Son yıllarda süpermarketler, toplumsal mesajlarını zaten ilk açıldıkları gün türbanlı kasiyer kızlarla veriyor. Sinsi bir iletişim ağı. Sanki süpermarketler zinciri değil, gizli bir örgütlenmenin, gizli finans merkezi gibi. Kasadaki türbanlı kızlar, mütedeyyin vatandaşlar üzerinde beklenen etkiyi yapıyor. Süpermarket sorgusuz sualsiz, “Bizden” oluyor. Dünyanın hiçbir ülkesinde inanç yolu ile böylesine bir soyguna şahitlik edemezsiniz.  Hem inanç birlikteliği psikolojisi, hem de yoksulluk, soyguna temel teşkil ediyor.  Mahalle bakkalına, “Yaz deftere” diyemeyen vatandaş, kredi kartı aracılığı ile bankaların veresiye defterine yazdırıyor aldıklarını. Dolaysıyla etiket fiyatlarını kontrol etmek, süpermarketler arasındaki fiyat farklılığını gözetmek dargelirlinin çok uzağında kalıyor.  Hal böyle olunca birileri vicdanının zabıtası olamıyor.

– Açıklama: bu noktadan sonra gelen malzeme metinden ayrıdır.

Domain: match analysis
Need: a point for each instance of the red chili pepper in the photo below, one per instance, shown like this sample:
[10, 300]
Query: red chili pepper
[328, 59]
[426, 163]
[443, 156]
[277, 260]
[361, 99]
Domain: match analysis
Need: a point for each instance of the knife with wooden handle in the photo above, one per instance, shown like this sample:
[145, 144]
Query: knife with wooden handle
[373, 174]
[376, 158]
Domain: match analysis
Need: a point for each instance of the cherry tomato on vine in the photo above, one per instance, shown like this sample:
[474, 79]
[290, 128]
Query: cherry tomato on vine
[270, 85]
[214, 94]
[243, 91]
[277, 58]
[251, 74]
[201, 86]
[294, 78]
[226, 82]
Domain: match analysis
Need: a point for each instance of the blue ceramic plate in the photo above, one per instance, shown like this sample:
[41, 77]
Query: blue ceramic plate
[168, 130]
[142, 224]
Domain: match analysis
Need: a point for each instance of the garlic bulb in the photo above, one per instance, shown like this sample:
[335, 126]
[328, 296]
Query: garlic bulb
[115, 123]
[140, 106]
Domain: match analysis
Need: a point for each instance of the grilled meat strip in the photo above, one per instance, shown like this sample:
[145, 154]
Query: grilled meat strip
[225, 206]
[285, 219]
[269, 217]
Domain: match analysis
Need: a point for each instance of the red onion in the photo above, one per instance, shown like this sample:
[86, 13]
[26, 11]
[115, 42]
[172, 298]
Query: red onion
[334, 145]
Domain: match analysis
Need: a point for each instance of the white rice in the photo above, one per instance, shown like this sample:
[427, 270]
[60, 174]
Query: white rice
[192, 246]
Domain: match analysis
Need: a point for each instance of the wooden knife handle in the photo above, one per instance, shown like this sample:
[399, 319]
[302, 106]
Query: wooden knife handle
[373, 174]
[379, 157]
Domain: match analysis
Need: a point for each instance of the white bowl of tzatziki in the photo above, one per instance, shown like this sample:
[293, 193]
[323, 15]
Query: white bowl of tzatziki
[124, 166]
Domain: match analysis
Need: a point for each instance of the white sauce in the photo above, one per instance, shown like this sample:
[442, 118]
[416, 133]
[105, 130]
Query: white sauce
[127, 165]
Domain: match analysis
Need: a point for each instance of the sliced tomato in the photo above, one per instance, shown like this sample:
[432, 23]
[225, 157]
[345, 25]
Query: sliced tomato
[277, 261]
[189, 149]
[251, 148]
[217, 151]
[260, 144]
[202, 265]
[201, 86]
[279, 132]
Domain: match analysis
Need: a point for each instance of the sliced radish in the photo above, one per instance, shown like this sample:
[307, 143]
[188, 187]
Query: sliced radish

Peki, bu süpermarketlerin hijyeninden, fiyat etiketine varıncaya kadar her şeyinden sorumlu olan şehremaneti ne yapıyor? İşte onu sormayın. Zira o yerle yeksan. Onu sadece semt pazarında görürsünüz. Orda da kendilerini göremezsiniz. Sıcak sobalı kulübeden hoparlör aracılığı ile yaptığı anonsları duyarsınız: “Sayın pazar esnafı, satışlarınızı bağırmadan yapınız.”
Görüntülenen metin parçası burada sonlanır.